All Forums Database
Zolo000 1 post Joined 03/16
02 Mar 2016
Why Predicate Push Down mechanism doesn`t happen?

Hello!

I`m interested in Predicate Push Down mechanism in Teradata.
Could you possibly explain why it doesn`t happen in example below and give a piece of advice how to fix it?
Thanks in advance.
Description of the example:
UAT_DM_CF.DM_CF_CARD_TURN - table with customer's salary information month-by-month. Primary Index: AGREEMENT_RK. Primary Key: AGREEMENT_RK, YEAR_MONTH. CUSTOMER_MDM_ID - customer identifier, that changes over time.

UAT_DM_CF.TECH_MDM_RELATIONSHIP - table with history of all relationships between "old" and "new" customer identifiers. This table are used to sync customer identifiers in UAT_DM_CF.DM_CF_CARD_TURN. Primary Index: PREVIOUS_CUSTOMER_ID. Primary Key: PREVIOUS_CUSTOMER_ID, EFFECTIVE_TO_DTTM.

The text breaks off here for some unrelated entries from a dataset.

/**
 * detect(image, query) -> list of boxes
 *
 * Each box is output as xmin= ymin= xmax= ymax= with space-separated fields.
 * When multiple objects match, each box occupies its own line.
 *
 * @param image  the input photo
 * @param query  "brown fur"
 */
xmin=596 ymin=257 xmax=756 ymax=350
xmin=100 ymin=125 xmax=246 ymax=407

UAT_VDM_CF.TECH_MDM_RELATIONSHIP_ACT - view with actual relationship of "old" and "new" customer identifiers (view).
It has the following structure:

REPLACE VIEW UAT_VDM_CF.TECH_MDM_RELATIONSHIP_ACT AS LOCKING ROW FOR ACCESS
   SELECT
        PREVIOUS_CUSTOMER_RK,
        PREVIOUS_CUSTOMER_ID,
        CUSTOMER_RK,
        CUSTOMER_ID
   FROM
        UAT_DM_CF.TECH_MDM_RELATIONSHIP
   WHERE
        EFFECTIVE_TO_DTTM = CAST('5999-12-31 00:00:00' AS TIMESTAMP(0))
        AND DELETED_FLG = '0';

UAT_VDM_CF.DM_CF_CARD_TURN - view with synchronized customer identifiers.
It has the following structure:

REPLACE VIEW UAT_VDM_CF.DM_CF_CARD_TURN AS LOCKING ROW FOR ACCESS
   SELECT
        crdt.AGREEMENT_RK,
        crdt.CONTRACT_ID,
        crdt.YEAR_MONTH,
        COALESCE(rel.CUSTOMER_ID, crdt.CUSTOMER_MDM_ID) as CUSTOMER_MDM_ID,
        crdt.CUSTOMER_MDM_ID as OLD_CUSTOMER_MDM_ID,
        crdt.CURRENCY_ISO_ID,
        crdt.SALARY_FLG,
        crdt.DEBET_TURN_AMT,
        crdt.DEBET_TURN_SALARY_AMT,
        crdt.CREDIT_TURN_AMT,
        crdt.BALANCE_AMT,
        crdt.EMPLOYER_TAX_PAYER_NUM,
        crdt.SOURCE_SYSTEM_CD,
        crdt.BUSINESS_DTTM,
        crdt.PROCESSED_DTTM,
        crdt.LAYER_ID,
        crdt.LOAD_ID
   FROM
        UAT_DM_CF.DM_CF_CARD_TURN as crdt
   LEFT JOIN
        UAT_VDM_CF.TECH_MDM_RELATIONSHIP_ACT as rel
   ON
        crdt.CUSTOMER_MDM_ID = rel.PREVIOUS_CUSTOMER_ID;

After executing two following queries we surprisingly got dramatic difference in response time:

select * from UAT_DM_CF.DM_CF_CARD_TURN where CUSTOMER_MDM_ID = '123'; --0.02 seconds
select * from UAT_VDM_CF.DM_CF_CARD_TURN where CUSTOMER_MDM_ID = '123'; --17 minutes and 42 seconds

The question is why in the second query the condition CUSTOMER_MDM_ID = '123' applies after dynamic hash join ?
Explain Texts:

Explain select * from UAT_DM_CF.DM_CF_CARD_TURN where CUSTOMER_MDM_ID = '123';

  1) First, we lock a distinct UAT_DM_CF."pseudo table" for read on a
     RowHash to prevent global deadlock for UAT_DM_CF.DM_CF_CARD_TURN.
  2) Next, we lock UAT_DM_CF.DM_CF_CARD_TURN for read.
  3) We do an all-AMPs RETRIEVE step from UAT_DM_CF.DM_CF_CARD_TURN by
     way of index # 4 "UAT_DM_CF.DM_CF_CARD_TURN.CUSTOMER_MDM_ID =
     '123'" with a residual condition of (
     "UAT_DM_CF.DM_CF_CARD_TURN.CUSTOMER_MDM_ID = '123'") into Spool 1
     (group_amps), which is built locally on the AMPs.  The size of
     Spool 1 is estimated with high confidence to be 43 rows (19,307
     bytes).  The estimated time for this step is 0.02 seconds.
  4) Finally, we send out an END TRANSACTION step to all AMPs involved
     in processing the request.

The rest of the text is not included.